Duisburg (dpa) - Für die Nachfolge des abgewählten Duisburger Oberbürgermeisters Adolf Sauerland haben sowohl dessen CDU als auch seine Gegner eine parteiübergreifende Lösung ins Spiel gebracht.

«Wir sind zu konstruktiven Gesprächen bereit», sagte der CDU-Kreisvorsitzende Thomas Mahlberg im WDR zur Frage nach einem gemeinsamen Kandidaten. Man müsse zum Wohl der Stadt «Gräben zuschütten».

Auch das Abwahlbündnis, zu dem unter anderem SPD, Grüne und Linke gehörten, zeigt sich offen für eine Konsenslösung. «Wir brauchen jetzt einen Kandidaten, der parteiübergreifend unterstützt wird», hatte der Sprecher der Initiative, Theo Steegmann, noch am Wahlabend gesagt.

Ein Nachfolger für Sauerland muss innerhalb von sechs Monaten gewählt werden.

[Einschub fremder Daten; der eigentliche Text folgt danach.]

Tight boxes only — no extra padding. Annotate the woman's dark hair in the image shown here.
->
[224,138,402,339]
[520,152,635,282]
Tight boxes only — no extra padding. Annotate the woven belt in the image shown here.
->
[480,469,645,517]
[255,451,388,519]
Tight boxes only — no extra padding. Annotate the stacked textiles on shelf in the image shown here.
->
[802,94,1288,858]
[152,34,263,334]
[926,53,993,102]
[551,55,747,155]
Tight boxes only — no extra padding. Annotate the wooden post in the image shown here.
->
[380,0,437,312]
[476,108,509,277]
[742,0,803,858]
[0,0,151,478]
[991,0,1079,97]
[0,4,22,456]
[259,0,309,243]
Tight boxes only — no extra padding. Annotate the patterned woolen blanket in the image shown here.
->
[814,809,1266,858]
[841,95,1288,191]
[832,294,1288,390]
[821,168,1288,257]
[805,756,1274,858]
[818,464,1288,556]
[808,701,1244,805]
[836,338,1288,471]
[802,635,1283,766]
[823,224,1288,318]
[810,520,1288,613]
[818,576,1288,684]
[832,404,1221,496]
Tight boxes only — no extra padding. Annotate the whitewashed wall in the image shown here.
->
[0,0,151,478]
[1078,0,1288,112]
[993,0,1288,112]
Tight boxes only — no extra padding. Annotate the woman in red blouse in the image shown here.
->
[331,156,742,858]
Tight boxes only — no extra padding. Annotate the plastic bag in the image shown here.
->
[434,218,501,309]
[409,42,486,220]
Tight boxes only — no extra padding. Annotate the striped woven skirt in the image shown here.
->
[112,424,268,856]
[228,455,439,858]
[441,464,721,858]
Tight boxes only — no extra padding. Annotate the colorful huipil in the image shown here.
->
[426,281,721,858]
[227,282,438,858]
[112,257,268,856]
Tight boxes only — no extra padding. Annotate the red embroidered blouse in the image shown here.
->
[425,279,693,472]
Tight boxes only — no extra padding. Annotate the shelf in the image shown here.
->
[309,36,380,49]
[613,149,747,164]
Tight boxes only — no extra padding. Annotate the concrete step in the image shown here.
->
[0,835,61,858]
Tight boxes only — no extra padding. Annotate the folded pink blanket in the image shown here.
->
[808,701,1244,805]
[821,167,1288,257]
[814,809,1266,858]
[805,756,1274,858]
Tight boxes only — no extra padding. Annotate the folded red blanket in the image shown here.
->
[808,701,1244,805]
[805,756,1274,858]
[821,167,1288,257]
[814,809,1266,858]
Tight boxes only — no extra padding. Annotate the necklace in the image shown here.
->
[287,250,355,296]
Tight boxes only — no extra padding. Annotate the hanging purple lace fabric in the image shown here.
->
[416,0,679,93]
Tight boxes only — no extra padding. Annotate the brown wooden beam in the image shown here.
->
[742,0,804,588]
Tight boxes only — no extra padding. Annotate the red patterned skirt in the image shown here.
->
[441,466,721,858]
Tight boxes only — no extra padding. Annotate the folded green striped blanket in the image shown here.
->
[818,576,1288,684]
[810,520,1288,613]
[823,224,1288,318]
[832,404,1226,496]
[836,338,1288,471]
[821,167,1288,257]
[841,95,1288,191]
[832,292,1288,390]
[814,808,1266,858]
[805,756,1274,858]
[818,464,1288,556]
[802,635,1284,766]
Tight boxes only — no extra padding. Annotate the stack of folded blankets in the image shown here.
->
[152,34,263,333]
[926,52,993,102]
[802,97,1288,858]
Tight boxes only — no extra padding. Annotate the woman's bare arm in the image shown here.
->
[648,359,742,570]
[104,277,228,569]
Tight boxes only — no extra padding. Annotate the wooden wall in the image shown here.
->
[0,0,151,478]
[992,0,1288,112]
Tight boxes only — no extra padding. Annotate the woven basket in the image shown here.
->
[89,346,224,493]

Die Duisburger hatten sich in ihrem Bürgervotum am Sonntag überraschend deutlich gegen ihn ausgesprochen. Für die Abwahl stimmten 129 833 Wähler. Das waren wesentlich mehr als die für eine Abwahl notwendigen rund 92 000 Stimmen. Sauerland steht seit der Loveparade-Panik vor eineinhalb Jahren massiv in der Kritik. Damals kamen 21 Menschen ums Leben, Hunderte wurden verletzt.

Auch der Duisburger SPD-Geschäftsführer Jörg Lorenz zeigte sich offen für einen parteiübergreifenden OB-Kandidaten: «Es ist wichtig, dass wir jetzt mit allen reden.» Die SPD werde in Gremiensitzungen am Montag beraten und um einen Verhandlungsauftrag mit den anderen Parteien bitten. Im Duisburger Stadtrat gibt es seit Anfang vergangenen Jahres eine rot-rot-grüne Zusammenarbeit.

Sauerland ist der erste Rathauschef in einer nordrhein-westfälischen Großstadt, der auf diese Weise seinen Posten einbüßt. Die CDU hat damit vorerst ihren letzten Oberbürgermeister in den großen Städten des Ruhrgebiets verloren.

Sauerlands Gegner feiern den erzwungenen Rücktritt. «Das ist politische Genugtuung», sagte Steegmann am Morgen im ARD-Morgenmagazin. «Die Bürger Duisburgs können stolz darauf sein, was sie erreicht haben.»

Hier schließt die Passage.